Cleco and SWEPCO Self-Scheduling Dolet Hills Coal Plant Found Imprudent, Resulting in Massive Refunds to Rate-Payers, Vindicating Years of Sierra Club Legal Work

The Sierra Club’s Environmental Law Program recently saw a great payoff to its work on uneconomic self-scheduling practices. On February 1, 2024, a Louisiana Public Service Commission (LPSC) Administrative Law Judge found that the Cleco Power LLC’s (Cleco’s) and Southwestern Electric Power Company’s (SWEPCO’s) Dolet Hills Coal Plant unreasonably “self-scheduled” its operations between 2019 and 2021, scheduling the plant to produce and sell energy even when more expensive than other available resources. As a result of its uneconomic operation, the Judge recommended $128 million and $167 million in refunds to Cleco and Swepco rate-payers, respectively. At least one Louisiana Commissioner, Davante Lewis, has expressed an intent to affirm the judge’s recommendation, and has serious concern about the practice of uneconomic self-scheduling.    
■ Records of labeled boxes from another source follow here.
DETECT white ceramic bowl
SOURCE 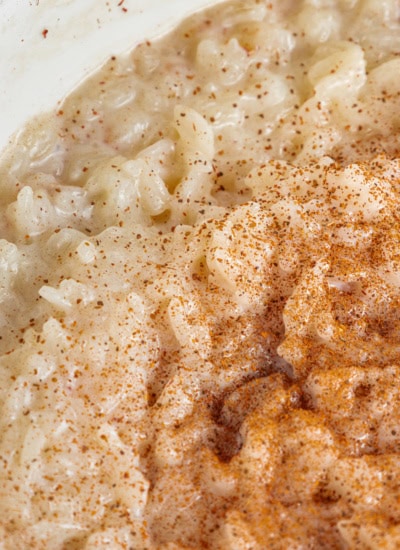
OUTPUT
[0,0,220,155]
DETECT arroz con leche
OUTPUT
[0,0,400,550]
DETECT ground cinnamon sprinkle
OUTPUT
[0,0,400,550]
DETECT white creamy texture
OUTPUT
[0,0,400,550]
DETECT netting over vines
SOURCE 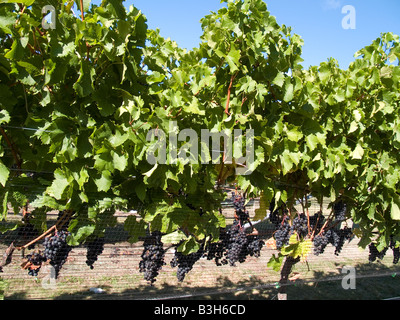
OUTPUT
[0,0,400,299]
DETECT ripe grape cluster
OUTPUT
[86,237,104,270]
[139,231,165,285]
[43,230,72,278]
[26,251,46,277]
[226,221,248,266]
[171,245,204,282]
[333,200,347,222]
[233,195,250,226]
[274,216,292,250]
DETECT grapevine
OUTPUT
[139,231,165,285]
[0,0,400,298]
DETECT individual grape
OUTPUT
[44,230,72,278]
[139,231,165,285]
[86,237,105,270]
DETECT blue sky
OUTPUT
[94,0,400,68]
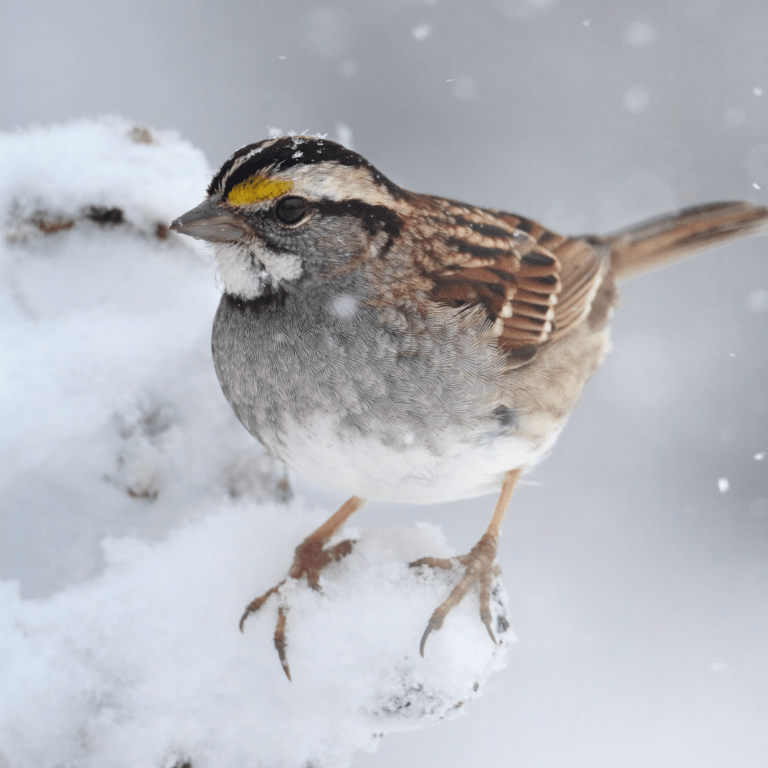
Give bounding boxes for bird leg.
[240,496,365,680]
[410,469,522,656]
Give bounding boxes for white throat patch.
[214,243,302,299]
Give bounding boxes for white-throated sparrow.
[171,136,768,677]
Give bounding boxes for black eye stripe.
[208,136,401,197]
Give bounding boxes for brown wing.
[429,201,608,362]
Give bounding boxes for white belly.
[278,419,560,504]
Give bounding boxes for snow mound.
[0,118,513,768]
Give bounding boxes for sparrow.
[171,136,768,679]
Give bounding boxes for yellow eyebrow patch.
[227,176,293,205]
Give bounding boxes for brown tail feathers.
[589,202,768,280]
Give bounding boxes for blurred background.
[0,0,768,768]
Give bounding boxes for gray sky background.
[0,0,768,768]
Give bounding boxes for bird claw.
[240,537,354,680]
[410,533,501,656]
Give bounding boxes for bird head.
[171,136,408,299]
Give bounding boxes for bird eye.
[275,197,307,224]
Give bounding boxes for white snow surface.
[0,118,514,768]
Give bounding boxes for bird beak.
[171,195,247,243]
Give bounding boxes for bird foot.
[240,536,354,680]
[410,533,501,656]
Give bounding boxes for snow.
[0,117,514,768]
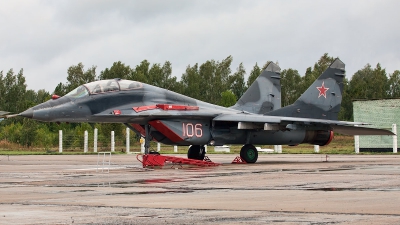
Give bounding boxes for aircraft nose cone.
[19,108,33,119]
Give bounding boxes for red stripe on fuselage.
[149,120,183,142]
[132,104,199,112]
[131,123,146,137]
[132,105,157,112]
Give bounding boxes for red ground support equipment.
[232,156,247,164]
[136,154,221,168]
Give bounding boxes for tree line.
[0,53,400,148]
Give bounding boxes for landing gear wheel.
[240,144,258,163]
[188,145,206,160]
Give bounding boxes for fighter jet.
[14,59,393,163]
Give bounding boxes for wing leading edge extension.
[213,114,394,135]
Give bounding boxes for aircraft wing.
[213,113,394,135]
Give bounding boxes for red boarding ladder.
[232,156,247,164]
[136,154,221,168]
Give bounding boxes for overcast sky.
[0,0,400,92]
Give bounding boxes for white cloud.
[0,0,400,91]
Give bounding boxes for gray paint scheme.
[231,62,281,114]
[14,59,392,149]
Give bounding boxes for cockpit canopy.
[66,79,143,98]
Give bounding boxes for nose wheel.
[240,144,258,163]
[188,145,206,160]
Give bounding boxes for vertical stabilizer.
[231,62,281,114]
[267,58,345,120]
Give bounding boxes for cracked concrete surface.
[0,154,400,224]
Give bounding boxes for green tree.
[180,63,201,99]
[99,61,133,80]
[247,63,261,88]
[65,62,96,93]
[388,70,400,98]
[129,60,150,83]
[219,90,237,107]
[229,63,246,99]
[281,68,302,106]
[300,53,335,93]
[350,63,389,99]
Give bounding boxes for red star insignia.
[317,81,329,98]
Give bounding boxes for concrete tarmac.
[0,154,400,224]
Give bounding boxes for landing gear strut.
[188,145,206,160]
[240,144,258,163]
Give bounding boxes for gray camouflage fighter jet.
[11,59,393,163]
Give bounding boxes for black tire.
[149,151,160,155]
[188,145,206,160]
[240,144,258,163]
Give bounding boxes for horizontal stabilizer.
[332,125,395,135]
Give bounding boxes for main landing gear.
[240,144,258,163]
[188,145,206,160]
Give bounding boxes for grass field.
[0,136,364,155]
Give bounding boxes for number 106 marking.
[182,123,203,138]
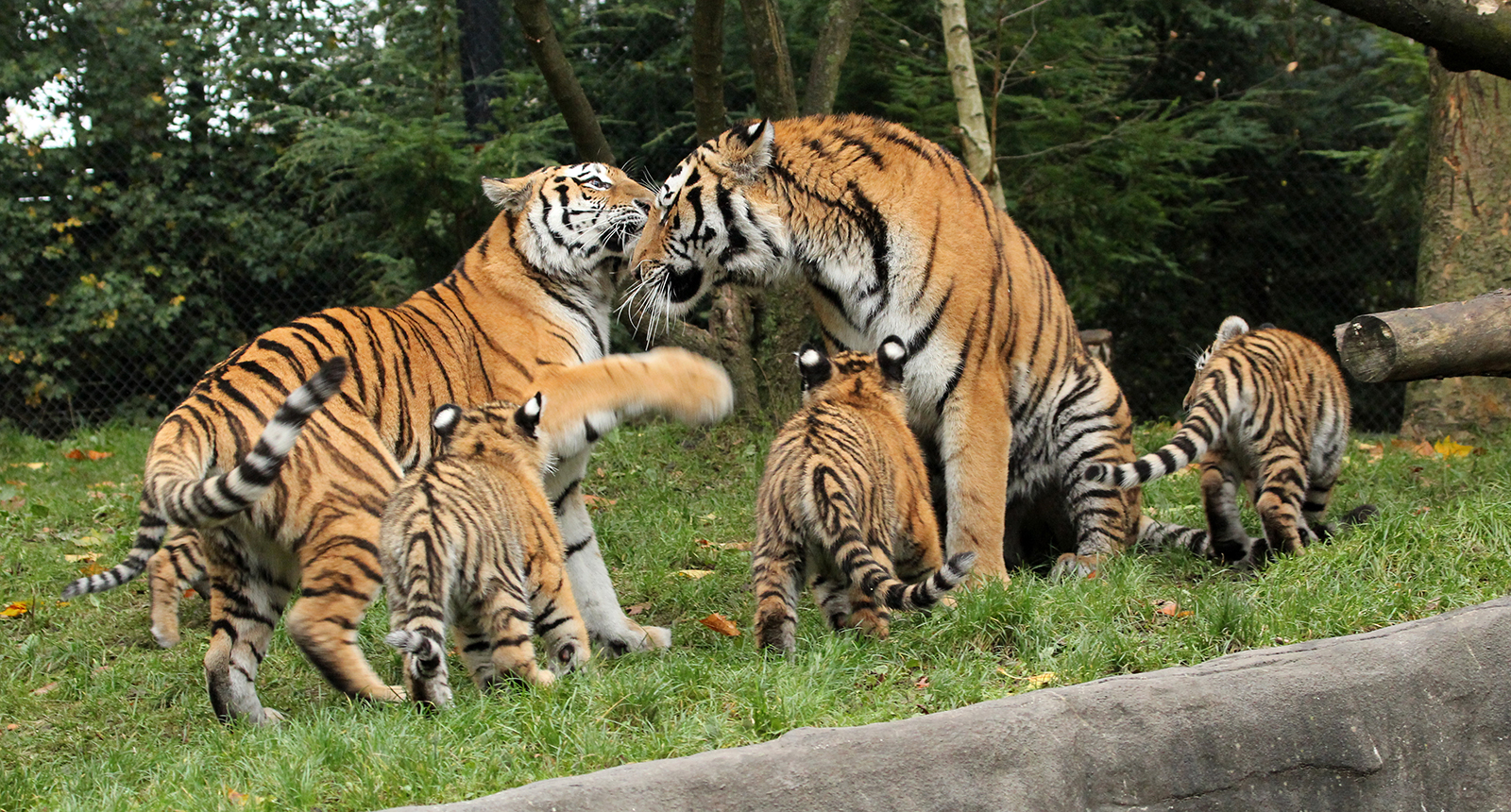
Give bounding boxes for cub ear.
[514,393,546,438]
[1218,315,1248,341]
[723,118,776,182]
[431,403,463,439]
[876,335,908,383]
[482,177,531,214]
[798,343,834,393]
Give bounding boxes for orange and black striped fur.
[751,336,976,651]
[70,163,670,723]
[380,348,733,706]
[627,114,1179,580]
[1085,315,1350,565]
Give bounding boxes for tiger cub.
[378,394,587,697]
[380,347,733,706]
[751,336,976,651]
[1085,315,1350,566]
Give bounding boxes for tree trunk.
[456,0,503,142]
[803,0,859,116]
[740,0,798,119]
[692,0,728,144]
[1335,290,1511,383]
[940,0,1008,209]
[1401,56,1511,436]
[1322,0,1511,78]
[514,0,614,163]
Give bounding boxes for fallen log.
[374,598,1511,812]
[1333,288,1511,383]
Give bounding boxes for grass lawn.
[0,413,1511,810]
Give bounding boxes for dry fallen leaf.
[1433,436,1476,457]
[1023,671,1055,688]
[698,613,740,637]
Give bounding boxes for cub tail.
[1082,388,1229,487]
[382,630,446,681]
[63,358,346,601]
[874,552,976,611]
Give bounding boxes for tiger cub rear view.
[380,347,733,706]
[1085,315,1350,566]
[751,336,976,651]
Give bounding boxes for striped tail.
[382,628,446,681]
[1082,397,1227,487]
[63,358,346,601]
[874,552,976,611]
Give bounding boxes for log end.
[1335,315,1396,383]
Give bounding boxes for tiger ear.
[723,118,776,182]
[482,177,531,214]
[798,344,834,393]
[876,335,908,383]
[514,393,546,438]
[1218,315,1248,343]
[431,403,463,438]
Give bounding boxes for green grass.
[0,423,1511,810]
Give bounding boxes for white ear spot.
[431,403,463,434]
[1218,315,1248,341]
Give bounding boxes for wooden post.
[1333,288,1511,383]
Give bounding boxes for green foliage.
[0,413,1511,812]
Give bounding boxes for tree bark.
[1335,290,1511,383]
[456,0,503,142]
[1322,0,1511,78]
[514,0,614,163]
[692,0,728,144]
[940,0,1007,209]
[1401,58,1511,436]
[740,0,798,119]
[803,0,859,116]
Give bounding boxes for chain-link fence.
[0,0,1416,434]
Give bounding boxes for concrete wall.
[381,600,1511,812]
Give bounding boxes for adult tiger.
[66,163,671,723]
[629,114,1179,580]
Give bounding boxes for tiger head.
[482,163,654,277]
[625,121,791,321]
[431,393,546,469]
[1181,315,1248,411]
[798,335,908,408]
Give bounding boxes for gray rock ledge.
[374,598,1511,812]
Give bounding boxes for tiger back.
[627,114,1154,581]
[751,336,975,651]
[1085,315,1350,565]
[70,163,670,723]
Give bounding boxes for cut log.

Self-scheduling is the practice in which utilities can schedule a unit to be operated in the energy market even when lower-cost resources are available and market prices are unable to cover the fuel and operational costs of running the unit. These utilities pass along the losses from these inefficiencies to captive rate-payers, making energy hundreds of millions of dollars more expensive for customers than it should be and allowing utilities to continue operating dirty coal plants even when they are uneconomic. 

Ending the practice of uneconomic self-scheduling will immediately reduce pollution. When electric system operators choose the least-cost resources first, cleaner power generators will be used before coal units. A reduction in use of uneconomic coal plants will lead to lower revenue for utilities, ultimately encouraging their retirement. 

The Sierra Club’s Environmental Law Program (ELP) has repeatedly voiced concerns to the LPSC regarding uneconomic commitment of Louisiana coal plants–precisely the same arguments that Commission Staff and the Judge adopted in this case. For example, during the 2018 to 2019 Integrated Resource Plan cycles for Cleco, Entergy, and SWEPCO, ELP critiqued uneconomic self-scheduling practices at 2 of Cleco’s units, 3 of Entergy’s units, and 2 of SWEPCO’s units. Similarly, in the Cleco-NGR Merger docket, Sierra Club filed expert analysis critiquing Cleco’s self-scheduling practices at Dolet Hills. ELP’s expert demonstrated that Cleco’s coal fleet was already uneconomic, and that acquisition of additional uneconomic coal assets was likely to increase risk for ratepayers. ELP settled the Merger case with a commitment from Louisiana Generating LLC to cease burning coal at its Big Cajun II unit 1 by the end of 2024 and a commitment to operate Dolet Hills only seasonally (note: Dolet Hills officially retired at the end of 2021– an excellent example of how ending the practice of economic self-scheduling can lead to the retirement of coal plants).

ELP has been advocating against uneconomic self-scheduling for the past five years across many different states, including Missouri, Arkansas, Indiana, Michigan, Texas, Minnesota, Wisconsin, Georgia, Oregon, California, New Mexico, and Mississippi. The recommended order out of Louisiana should set a standard for advocates to point to in other states where ELP continues to fight uneconomic dispatch of coal in state public service commission proceedings. 

Sierra Club’s Louisiana efforts are led by Senior Attorneys Joshua Smith and Tony Mendoza and in-house expert Jeremy Fisher, and assisted by Legal Assistant Ashley Soliman. Sierra Club’s work on self-scheduling in energy markets has been led by Managing Attorney Kristin Henry, former Sierra Club leader Al Armendariz, and ELP attorneys Rose Monahan, Laurie Williams, Megan Wachspress, and Sunil Bector.